Math Help - Another volume integral

1. Another volume integral

Let R be the region in the first quadrant bounded by the curves y = x^3 and y = 2x-x^2. Calculate the following quantities.

(a) The area of R
(I did this already and got 37/12 units squared)

(b) The volume obtained by rotating R about the x-axis
(Having trouble with this one. I feel like I know what I'm doing, but can't seem to get a satisfactory answer. I split it into two integrals:
$V = \pi \int_0^1((2x-x^2)^2 -(x^3)^2)~dx + \pi\int_{-2}^0((x^3)^2 -(2x-x^2)^2) ~dx$

But the second integral keeps returning negative volume, and I don't understand why. I am pretty sure I put the correct function on top, and that I took it over the correct interval. :/ I could just switch the sign (and hope that I did everything else correctly, it's an even problem so don't know the answer) but I wouldn't have any idea why I was doing that other than the method I thought should work didn't.

(c) The volume obtained by rotating R about the y-axis
(haven't even attempted this yet, can't get past b)

2. Ok

Originally Posted by angel.white
Let R be the region in the first quadrant bounded by the curves y = x^3 and y = 2x-x^2. Calculate the following quantities.

(a) The area of R
(I did this already and got 37/12 units squared)

(b) The volume obtained by rotating R about the x-axis
(Having trouble with this one. I feel like I know what I'm doing, but can't seem to get a satisfactory answer.

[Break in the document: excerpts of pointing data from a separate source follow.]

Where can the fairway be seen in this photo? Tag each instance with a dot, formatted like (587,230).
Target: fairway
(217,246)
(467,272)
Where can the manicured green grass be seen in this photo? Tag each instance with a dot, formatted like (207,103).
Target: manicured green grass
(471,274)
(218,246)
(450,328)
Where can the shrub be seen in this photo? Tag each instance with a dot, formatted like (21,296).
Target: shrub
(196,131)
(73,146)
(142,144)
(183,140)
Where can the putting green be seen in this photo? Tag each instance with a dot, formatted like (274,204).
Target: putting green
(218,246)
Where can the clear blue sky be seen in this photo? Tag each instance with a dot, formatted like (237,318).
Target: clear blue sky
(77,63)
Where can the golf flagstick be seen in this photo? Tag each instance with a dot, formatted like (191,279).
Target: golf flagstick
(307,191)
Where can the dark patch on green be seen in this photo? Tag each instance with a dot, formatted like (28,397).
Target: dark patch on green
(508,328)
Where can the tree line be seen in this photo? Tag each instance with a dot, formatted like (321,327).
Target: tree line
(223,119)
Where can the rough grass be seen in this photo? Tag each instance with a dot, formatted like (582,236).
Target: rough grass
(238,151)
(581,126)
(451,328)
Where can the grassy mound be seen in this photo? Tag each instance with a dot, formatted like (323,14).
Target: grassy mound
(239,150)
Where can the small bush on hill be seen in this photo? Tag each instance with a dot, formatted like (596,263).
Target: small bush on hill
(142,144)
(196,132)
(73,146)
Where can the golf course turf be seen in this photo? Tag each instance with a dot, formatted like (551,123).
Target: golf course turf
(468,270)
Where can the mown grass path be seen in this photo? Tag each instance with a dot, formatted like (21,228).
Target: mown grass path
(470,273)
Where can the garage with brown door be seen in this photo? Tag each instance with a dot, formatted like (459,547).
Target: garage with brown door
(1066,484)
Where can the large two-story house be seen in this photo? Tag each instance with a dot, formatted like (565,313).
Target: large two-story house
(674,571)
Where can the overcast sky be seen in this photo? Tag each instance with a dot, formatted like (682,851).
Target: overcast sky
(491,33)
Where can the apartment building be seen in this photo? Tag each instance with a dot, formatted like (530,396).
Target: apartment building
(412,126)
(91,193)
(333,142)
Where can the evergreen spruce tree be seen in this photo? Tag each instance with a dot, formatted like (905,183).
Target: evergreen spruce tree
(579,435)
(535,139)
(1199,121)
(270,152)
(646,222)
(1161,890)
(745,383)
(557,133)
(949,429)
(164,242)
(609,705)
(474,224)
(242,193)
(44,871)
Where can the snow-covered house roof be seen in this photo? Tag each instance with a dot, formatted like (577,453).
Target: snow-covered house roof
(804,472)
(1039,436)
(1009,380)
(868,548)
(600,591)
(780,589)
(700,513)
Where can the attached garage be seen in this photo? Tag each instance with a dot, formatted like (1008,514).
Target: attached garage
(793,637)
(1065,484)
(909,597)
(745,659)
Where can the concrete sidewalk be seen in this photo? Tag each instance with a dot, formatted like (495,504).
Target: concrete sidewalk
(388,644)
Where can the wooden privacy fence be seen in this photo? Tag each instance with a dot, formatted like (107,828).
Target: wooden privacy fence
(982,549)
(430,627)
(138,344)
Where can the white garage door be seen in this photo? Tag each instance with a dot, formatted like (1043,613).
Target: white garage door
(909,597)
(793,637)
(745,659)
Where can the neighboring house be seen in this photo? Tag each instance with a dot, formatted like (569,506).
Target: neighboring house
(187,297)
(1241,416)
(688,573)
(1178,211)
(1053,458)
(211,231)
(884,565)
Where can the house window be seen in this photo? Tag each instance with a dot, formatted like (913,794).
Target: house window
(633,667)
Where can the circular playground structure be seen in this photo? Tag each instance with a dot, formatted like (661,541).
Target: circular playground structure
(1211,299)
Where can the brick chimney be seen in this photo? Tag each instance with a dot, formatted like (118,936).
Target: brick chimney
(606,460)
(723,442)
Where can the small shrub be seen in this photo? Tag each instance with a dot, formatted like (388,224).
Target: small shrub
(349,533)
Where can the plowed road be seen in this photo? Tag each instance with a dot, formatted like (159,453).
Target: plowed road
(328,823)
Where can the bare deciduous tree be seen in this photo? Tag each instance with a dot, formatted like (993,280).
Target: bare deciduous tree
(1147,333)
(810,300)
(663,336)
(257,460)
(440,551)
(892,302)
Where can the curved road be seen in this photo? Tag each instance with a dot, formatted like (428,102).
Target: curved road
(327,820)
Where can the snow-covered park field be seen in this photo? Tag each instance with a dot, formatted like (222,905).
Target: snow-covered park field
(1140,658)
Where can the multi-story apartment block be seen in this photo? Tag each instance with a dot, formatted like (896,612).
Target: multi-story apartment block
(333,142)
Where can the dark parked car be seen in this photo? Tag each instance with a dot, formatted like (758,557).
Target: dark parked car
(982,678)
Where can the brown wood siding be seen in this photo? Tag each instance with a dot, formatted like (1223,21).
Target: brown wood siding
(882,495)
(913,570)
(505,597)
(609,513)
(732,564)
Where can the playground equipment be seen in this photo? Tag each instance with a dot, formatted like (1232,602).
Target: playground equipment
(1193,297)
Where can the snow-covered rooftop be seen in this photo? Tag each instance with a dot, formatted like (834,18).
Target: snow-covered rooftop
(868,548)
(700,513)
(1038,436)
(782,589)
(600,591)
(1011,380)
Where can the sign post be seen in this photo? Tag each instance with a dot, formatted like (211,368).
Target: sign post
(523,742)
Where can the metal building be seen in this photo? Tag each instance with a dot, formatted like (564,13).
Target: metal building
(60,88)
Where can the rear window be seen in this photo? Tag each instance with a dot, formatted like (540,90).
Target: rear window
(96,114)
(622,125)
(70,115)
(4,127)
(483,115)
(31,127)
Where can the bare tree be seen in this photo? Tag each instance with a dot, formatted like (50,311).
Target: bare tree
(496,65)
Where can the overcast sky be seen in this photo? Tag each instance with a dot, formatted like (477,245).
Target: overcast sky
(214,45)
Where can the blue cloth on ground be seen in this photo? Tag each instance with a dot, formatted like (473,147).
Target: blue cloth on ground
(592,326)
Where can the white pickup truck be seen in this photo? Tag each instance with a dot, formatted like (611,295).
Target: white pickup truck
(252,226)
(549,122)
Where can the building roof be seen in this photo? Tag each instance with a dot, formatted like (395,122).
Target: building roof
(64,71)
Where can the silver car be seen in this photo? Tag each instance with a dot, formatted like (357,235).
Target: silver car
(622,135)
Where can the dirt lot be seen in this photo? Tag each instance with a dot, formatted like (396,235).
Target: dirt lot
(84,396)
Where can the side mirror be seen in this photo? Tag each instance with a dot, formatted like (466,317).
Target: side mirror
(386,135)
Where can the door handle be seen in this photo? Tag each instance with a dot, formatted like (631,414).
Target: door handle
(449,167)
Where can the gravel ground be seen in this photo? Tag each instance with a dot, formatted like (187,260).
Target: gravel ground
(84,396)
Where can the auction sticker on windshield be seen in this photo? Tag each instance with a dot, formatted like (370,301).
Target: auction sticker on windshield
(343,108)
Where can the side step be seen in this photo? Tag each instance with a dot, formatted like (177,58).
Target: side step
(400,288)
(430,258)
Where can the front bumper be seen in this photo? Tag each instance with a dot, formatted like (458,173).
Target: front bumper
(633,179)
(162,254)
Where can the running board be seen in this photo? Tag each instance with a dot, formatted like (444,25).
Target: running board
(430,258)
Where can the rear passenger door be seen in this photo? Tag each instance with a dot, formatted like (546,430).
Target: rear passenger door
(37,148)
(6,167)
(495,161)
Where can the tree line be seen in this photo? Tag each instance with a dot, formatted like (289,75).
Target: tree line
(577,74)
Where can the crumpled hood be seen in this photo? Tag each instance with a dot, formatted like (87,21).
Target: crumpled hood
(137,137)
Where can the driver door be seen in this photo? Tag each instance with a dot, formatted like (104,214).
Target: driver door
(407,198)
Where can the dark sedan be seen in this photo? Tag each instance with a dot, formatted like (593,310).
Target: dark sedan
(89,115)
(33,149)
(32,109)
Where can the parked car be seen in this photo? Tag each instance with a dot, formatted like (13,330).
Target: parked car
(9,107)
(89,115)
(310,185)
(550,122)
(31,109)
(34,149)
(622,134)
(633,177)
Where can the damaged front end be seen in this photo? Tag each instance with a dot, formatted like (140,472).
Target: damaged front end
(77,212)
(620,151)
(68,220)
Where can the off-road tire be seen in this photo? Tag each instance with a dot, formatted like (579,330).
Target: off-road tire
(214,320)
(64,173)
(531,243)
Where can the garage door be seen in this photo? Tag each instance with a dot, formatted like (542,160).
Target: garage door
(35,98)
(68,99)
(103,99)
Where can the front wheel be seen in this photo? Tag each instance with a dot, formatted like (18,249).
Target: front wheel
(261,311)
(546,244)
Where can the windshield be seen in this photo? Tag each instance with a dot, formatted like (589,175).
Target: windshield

I split it into two integrals:
$V = \pi \int_0^1((2x-x^2)^2 -(x^3)^2)~dx + \pi\int_{-2}^0((x^3)^2 -(2x-x^2)^2) ~dx$

But the second integral keeps returning negative volume, and I don't understand why. I am pretty sure I put the correct function on top, and that I took it over the correct interval. :/ I could just switch the sign (and hope that I did everything else correctly, it's an even problem so don't know the answer) but I wouldn't have any idea why I was doing that other than the method I thought should work didn't.

(c) The volume obtained by rotating R about the y-axis
(haven't even attempted this yet, can't get past b)
you should have that $V=\pi\int_{-2}^{0}x^6-(2x-x^2)^2dx$ $+\pi\int_0^1{(2x-x^2)^2-x^6dx}$...is the volume $\frac{531\pi}{35}$?

3. Originally Posted by Mathstud28
you should have that $V=\pi\int_{-2}^{0}x^6-(2x-x^2)^2dx$ $+\pi\int_0^1{(2x-x^2)^2-x^6dx}$...is the volume $\frac{531\pi}{35}$?
I don't know, it's an even problem so the book doesn't say.

I have a theory, though: Since when x <1, y<1. This means that even though the function y=x^3 appears to be on top, it is actually the inner function (once they are flipped around the x-axis, it will be on the bottom. This means that I should be integrating outer - inner all the way along, and so I can do it with a single integral $\int_{-2}^1 ((2x-x^2)^2-(x^3)^2)~dx$

I am feeling pretty confident in this answer, it makes sense to me, and explains why the integral returned negative volume earlier (because I was taking the inner radius - the outer radius). I think I got confused because I was mixing concepts for areas with concepts for volumes.

EDIT: For the last one, rotated about the y-axis, I got (63/10)*pi Does anyone have any way of checking whether this is correct?

4. Since they're asking for the first quadrant, we only need to integrate from 0 to 1.

Here are both methods for both axes.

Shells: $2{\pi}\int_{0}^{1}y(y^{\frac{1}{3}}-(1-\sqrt{1-y}))dy=\frac{41{\pi}}{105}$

Washers: ${\pi}\int_{0}^{1}\left[(2x-x^{2})^{2}-x^{6}\right]=\frac{41{\pi}}{105}dx$

Shells: $2{\pi}\int_{0}^{1}x(2x-x^{2}-x^{3})dx=\frac{13\pi}{30}$

Washers: ${\pi}\int_{0}^{1}\left[y^{\frac{2}{3}}-(1-\sqrt{1-y})^{2}\right]dy=\frac{13\pi}{30}$

5. Originally Posted by galactus
Since they're asking for the first quadrant, we only need to integrate from 0 to 1.
well . Why don't I ever read the instructions?

Thank you so much, you saved me from getting -2 points (we get negative points if we do the wrong problem)

Going back over it, I was able to get the same answers as you ^_^ I appreciate it, you've been very helpful today.